Concluída em maio de 1972 a fase de planejamento e recrutamento de pessoal docente e administrativo, o IESAE deu início a seu programa de trabalho, comunicando a abertura de inscrições para candidatos ao mestrado e começando suas atividades em agosto de 1972. Foram selecionados 54 candidatos provenientes de 14 estados. O mestrado inicia com três áreas de concentração, caracterizando-se como um curso de caráter nacional, com alunos de quase todo o país. Apesar de muito procurado por professores, sobretudo do ensino superior, a preferência da maioria dos candidatos, nos primeiros anos, volta-se para administração, gestão de instituições e sistemas educacionais. Como decorrência, é expressivo o número de mestres saídos do IESAE que, continuando a atuar no magistério, passaram a ocupar posições de destaque em universidades públicas e privadas, nos centros de formação profissional, nas Secretarias Estaduais e Municipais de Educação, bem como em organizações não-governamentais (FGV/IESAE, 1992, p. 1).

Em 1974, o mestrado foi reconhecido pelo Conselho Federal de Educação, projetando-se como um dos melhores cursos da área no país, principalmente pela abordagem interdisciplinar possibilitada pela filosofia e pelas disciplinas básicas das ciências sociais, bem como pela configuração especial dada à pesquisa e sua relação com o ensino. Esse curso, de agosto/1972 a junho/1990, matriculou 716 alunos, em 13 turmas anuais. No momento de sua extinção tinha mais de 100 alunos regularmente matriculados (FGV/IESAE, 1990). Além dessas turmas, realizou em sua sede, em convênio com o Programa de Desenvolvimento do Ensino Médio (MEC/PRODEM), um curso de mestrado específico para 15 professores de escolas técnicas federais. Assumiu, também, duas turmas "fora de sede", compostas por professores das universidades federais de Goiás e do Maranhão. Por exigência da CAPES, no período, parte significativa do currículo foi oferecida nessas universidades, e os mestrandos integraram-se posteriormente às turmas regulares, especialmente para a elaboração e defesa de suas dissertações.

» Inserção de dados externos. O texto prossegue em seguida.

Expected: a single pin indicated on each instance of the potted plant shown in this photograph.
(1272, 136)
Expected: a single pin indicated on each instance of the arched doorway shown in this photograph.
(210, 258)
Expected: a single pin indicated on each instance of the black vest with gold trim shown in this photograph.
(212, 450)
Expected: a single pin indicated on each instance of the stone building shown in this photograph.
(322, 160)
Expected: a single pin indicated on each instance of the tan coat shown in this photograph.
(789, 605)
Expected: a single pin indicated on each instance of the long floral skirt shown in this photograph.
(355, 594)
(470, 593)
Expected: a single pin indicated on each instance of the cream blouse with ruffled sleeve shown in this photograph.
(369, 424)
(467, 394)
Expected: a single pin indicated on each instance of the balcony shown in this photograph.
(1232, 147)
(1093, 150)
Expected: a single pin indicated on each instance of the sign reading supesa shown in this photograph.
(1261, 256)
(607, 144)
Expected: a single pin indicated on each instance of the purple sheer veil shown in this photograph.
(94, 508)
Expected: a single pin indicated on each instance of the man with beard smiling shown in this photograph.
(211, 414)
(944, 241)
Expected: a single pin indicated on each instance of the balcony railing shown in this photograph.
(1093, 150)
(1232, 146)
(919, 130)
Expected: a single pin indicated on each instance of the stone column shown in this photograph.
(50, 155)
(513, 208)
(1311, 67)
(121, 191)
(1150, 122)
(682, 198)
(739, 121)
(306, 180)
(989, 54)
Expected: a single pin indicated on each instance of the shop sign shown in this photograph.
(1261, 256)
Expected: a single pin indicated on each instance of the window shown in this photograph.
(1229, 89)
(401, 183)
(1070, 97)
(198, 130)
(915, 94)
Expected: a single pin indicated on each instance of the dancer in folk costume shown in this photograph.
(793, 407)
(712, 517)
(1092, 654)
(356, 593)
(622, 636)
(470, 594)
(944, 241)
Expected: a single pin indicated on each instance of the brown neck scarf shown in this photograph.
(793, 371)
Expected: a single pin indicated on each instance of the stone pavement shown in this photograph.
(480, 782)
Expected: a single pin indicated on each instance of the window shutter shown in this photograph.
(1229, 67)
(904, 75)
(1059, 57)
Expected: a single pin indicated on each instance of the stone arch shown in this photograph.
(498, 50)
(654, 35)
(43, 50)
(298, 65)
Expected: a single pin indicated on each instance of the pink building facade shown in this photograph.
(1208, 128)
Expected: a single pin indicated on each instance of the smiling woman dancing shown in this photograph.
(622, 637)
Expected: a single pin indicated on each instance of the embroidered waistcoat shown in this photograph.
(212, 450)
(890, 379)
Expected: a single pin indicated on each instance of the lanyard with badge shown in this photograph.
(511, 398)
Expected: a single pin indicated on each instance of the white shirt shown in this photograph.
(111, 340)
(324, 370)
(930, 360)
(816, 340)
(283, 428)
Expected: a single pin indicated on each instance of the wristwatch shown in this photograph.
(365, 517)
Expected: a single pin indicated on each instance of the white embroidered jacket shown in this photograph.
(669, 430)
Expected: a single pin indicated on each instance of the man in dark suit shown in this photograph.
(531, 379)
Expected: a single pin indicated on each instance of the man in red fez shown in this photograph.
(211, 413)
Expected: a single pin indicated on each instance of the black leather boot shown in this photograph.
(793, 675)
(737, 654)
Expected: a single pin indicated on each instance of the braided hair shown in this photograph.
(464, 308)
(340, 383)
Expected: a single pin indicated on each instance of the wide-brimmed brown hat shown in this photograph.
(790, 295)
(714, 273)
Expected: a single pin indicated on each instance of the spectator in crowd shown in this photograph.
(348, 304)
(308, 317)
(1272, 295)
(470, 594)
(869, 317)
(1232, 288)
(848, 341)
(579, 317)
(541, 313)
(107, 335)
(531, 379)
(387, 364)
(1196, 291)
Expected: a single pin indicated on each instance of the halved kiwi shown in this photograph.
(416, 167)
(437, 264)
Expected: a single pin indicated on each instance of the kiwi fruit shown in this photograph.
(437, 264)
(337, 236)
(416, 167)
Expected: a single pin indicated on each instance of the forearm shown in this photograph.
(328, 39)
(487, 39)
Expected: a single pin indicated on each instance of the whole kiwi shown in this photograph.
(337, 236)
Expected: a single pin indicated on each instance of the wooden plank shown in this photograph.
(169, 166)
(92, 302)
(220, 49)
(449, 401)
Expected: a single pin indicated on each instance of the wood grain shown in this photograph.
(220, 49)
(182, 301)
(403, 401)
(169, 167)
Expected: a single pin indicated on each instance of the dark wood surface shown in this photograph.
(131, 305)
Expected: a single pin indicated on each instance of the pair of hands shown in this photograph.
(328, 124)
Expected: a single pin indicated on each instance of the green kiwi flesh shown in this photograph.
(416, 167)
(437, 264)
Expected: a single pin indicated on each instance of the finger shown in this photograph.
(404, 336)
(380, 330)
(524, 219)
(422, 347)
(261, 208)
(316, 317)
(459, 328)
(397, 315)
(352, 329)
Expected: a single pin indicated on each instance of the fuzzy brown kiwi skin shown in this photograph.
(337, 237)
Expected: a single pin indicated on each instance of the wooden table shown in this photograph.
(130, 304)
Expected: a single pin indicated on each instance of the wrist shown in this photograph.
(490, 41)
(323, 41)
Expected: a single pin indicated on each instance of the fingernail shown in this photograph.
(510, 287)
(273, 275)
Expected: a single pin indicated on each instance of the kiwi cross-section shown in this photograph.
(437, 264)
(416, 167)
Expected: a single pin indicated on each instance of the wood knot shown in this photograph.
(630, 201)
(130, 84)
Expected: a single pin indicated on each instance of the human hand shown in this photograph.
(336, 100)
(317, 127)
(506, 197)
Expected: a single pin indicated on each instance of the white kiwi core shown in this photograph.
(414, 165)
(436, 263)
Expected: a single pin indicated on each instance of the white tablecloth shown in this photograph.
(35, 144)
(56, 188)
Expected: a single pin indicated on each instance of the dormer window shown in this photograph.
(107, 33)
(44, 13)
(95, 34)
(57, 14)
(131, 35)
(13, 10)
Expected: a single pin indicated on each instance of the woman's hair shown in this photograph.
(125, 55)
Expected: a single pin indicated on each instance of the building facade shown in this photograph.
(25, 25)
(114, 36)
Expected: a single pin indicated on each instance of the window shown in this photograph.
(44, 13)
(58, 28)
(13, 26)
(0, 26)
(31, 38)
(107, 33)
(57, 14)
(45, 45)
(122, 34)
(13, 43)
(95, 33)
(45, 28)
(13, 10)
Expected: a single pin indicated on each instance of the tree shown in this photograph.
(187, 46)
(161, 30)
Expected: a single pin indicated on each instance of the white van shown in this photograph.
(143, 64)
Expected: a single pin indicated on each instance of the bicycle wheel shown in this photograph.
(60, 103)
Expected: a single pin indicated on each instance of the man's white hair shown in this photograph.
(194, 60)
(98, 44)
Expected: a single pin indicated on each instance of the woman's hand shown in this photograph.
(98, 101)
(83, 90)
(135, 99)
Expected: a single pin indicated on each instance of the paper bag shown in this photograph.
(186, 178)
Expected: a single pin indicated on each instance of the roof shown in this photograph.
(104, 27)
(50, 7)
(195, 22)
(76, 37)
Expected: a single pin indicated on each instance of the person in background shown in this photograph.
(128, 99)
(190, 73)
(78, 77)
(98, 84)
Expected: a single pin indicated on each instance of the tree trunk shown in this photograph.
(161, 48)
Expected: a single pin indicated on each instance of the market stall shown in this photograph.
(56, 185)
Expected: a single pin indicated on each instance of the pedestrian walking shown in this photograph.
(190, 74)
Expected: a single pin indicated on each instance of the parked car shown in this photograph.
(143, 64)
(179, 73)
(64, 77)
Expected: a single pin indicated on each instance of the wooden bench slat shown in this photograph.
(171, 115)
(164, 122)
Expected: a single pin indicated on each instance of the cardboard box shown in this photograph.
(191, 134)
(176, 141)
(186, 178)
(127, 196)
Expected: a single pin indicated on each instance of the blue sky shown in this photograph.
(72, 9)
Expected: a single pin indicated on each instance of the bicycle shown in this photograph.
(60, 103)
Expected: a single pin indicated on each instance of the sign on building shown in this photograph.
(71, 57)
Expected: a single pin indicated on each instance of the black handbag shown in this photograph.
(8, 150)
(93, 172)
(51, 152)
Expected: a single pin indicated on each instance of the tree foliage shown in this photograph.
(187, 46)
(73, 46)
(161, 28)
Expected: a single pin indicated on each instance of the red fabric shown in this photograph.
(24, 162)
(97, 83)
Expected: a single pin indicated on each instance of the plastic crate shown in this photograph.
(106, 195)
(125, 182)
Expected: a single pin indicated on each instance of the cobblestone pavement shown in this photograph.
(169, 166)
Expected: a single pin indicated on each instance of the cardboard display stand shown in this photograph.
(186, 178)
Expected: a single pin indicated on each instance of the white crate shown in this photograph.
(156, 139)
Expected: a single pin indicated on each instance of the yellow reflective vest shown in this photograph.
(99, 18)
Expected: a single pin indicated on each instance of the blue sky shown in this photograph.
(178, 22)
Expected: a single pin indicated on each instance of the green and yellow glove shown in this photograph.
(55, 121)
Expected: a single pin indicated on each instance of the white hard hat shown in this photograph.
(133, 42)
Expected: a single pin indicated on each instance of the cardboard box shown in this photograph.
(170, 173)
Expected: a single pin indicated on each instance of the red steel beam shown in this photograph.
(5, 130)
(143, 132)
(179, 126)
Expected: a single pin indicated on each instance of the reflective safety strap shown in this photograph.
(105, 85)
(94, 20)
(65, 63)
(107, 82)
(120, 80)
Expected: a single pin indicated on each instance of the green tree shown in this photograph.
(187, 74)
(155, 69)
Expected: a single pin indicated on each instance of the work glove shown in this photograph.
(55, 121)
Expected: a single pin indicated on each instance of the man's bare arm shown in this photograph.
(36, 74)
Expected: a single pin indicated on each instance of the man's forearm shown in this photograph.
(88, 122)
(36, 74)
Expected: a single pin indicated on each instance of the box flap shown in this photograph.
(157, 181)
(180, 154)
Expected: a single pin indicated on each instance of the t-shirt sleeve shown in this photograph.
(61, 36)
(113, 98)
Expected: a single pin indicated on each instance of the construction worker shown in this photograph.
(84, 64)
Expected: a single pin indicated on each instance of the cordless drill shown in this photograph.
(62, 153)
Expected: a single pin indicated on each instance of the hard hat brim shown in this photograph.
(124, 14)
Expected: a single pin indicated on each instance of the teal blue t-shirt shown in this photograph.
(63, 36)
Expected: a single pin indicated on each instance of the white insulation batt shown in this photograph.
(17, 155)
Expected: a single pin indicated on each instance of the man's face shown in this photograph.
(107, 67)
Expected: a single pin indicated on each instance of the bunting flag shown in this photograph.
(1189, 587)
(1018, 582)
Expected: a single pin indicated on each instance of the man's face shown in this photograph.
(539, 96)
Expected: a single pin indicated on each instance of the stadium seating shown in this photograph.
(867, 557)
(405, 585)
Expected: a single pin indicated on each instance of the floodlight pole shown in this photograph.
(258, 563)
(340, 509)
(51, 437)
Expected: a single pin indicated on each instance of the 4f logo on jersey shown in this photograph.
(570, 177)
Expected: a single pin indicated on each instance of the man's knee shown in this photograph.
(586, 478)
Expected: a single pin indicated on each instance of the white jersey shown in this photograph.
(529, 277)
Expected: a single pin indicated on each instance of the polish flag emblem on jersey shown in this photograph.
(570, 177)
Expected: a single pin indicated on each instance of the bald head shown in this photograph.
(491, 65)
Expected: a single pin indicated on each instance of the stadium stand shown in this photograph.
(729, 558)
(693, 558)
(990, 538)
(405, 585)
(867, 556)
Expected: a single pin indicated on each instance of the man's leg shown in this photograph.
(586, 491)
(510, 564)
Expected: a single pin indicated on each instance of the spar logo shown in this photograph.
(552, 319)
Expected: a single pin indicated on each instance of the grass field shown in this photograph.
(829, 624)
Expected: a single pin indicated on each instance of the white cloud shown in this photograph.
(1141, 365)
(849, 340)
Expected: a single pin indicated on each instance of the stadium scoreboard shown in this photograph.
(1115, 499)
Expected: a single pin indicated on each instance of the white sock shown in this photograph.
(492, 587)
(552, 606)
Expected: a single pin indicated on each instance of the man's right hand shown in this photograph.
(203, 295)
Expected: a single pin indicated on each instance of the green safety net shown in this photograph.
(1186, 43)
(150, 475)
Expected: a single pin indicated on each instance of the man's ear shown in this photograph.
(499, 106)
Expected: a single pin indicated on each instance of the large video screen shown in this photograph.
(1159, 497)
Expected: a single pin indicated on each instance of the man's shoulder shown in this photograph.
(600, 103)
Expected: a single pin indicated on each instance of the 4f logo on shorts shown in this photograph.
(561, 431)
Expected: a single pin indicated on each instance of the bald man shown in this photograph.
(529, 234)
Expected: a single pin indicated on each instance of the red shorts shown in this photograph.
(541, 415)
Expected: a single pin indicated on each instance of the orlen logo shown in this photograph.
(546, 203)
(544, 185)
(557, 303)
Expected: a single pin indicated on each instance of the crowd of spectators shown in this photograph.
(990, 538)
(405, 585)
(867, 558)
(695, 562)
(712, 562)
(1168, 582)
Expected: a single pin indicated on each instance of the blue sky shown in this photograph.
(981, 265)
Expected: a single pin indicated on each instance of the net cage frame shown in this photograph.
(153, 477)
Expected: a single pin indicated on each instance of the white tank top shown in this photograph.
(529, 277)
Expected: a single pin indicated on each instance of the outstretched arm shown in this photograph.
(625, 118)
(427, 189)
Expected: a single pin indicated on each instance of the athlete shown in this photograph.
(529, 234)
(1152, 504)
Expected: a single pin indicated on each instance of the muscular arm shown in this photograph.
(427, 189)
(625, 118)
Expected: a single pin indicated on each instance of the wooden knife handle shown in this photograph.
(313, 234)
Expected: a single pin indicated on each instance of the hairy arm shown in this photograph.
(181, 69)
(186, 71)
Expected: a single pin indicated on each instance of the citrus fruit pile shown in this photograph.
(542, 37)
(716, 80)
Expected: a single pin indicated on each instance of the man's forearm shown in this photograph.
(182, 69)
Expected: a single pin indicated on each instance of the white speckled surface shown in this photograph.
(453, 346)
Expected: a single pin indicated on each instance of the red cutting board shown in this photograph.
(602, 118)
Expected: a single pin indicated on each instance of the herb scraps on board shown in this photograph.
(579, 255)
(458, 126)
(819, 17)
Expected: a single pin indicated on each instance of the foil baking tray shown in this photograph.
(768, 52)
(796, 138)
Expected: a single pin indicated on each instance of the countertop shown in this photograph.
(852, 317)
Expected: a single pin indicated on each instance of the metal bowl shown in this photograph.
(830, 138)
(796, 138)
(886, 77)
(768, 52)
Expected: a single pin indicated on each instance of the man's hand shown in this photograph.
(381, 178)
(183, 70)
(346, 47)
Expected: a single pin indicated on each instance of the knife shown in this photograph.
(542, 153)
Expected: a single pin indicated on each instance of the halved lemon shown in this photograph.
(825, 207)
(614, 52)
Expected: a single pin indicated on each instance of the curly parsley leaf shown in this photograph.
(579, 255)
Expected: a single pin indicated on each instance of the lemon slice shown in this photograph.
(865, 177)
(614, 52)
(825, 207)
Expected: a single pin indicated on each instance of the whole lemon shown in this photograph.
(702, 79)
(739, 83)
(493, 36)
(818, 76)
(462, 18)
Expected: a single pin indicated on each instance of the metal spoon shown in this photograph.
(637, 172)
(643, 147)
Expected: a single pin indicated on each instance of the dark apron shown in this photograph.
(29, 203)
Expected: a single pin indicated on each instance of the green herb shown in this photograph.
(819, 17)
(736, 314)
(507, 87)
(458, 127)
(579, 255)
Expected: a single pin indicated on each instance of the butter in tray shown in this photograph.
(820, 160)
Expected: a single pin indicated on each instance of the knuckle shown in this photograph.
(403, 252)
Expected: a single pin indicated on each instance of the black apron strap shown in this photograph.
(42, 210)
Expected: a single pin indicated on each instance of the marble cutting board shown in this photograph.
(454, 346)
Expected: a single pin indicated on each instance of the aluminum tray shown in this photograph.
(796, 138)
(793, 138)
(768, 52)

Quanto ao primeiro projeto, constituir-se em um Centro de Análise de Prospecção da Conjuntura Educacional Brasileira, embora tenha sido previsto nas disposições transitórias do Regimento, não chegou a ser instituído formalmente. A análise da documentação, no entanto, permite inferir que o IESAE não deixou de dar sua contribuição, mediante estudos e pesquisas junto de instituições públicas ou particulares. Tais atividades vão ao encontro do que estabelece o Regimento desse Instituto, ao dispor que o IESAE teria por finalidades: "promover a investigação no campo da Educação, bem como realizar, por si ou em colaboração com outros órgãos ou entidades, as pesquisas necessárias à elaboração de diagnósticos, segundo critérios analíticos e prospectivos, da situação educacional brasileira, em âmbito regional e nacional." (Art. 1º, inciso I).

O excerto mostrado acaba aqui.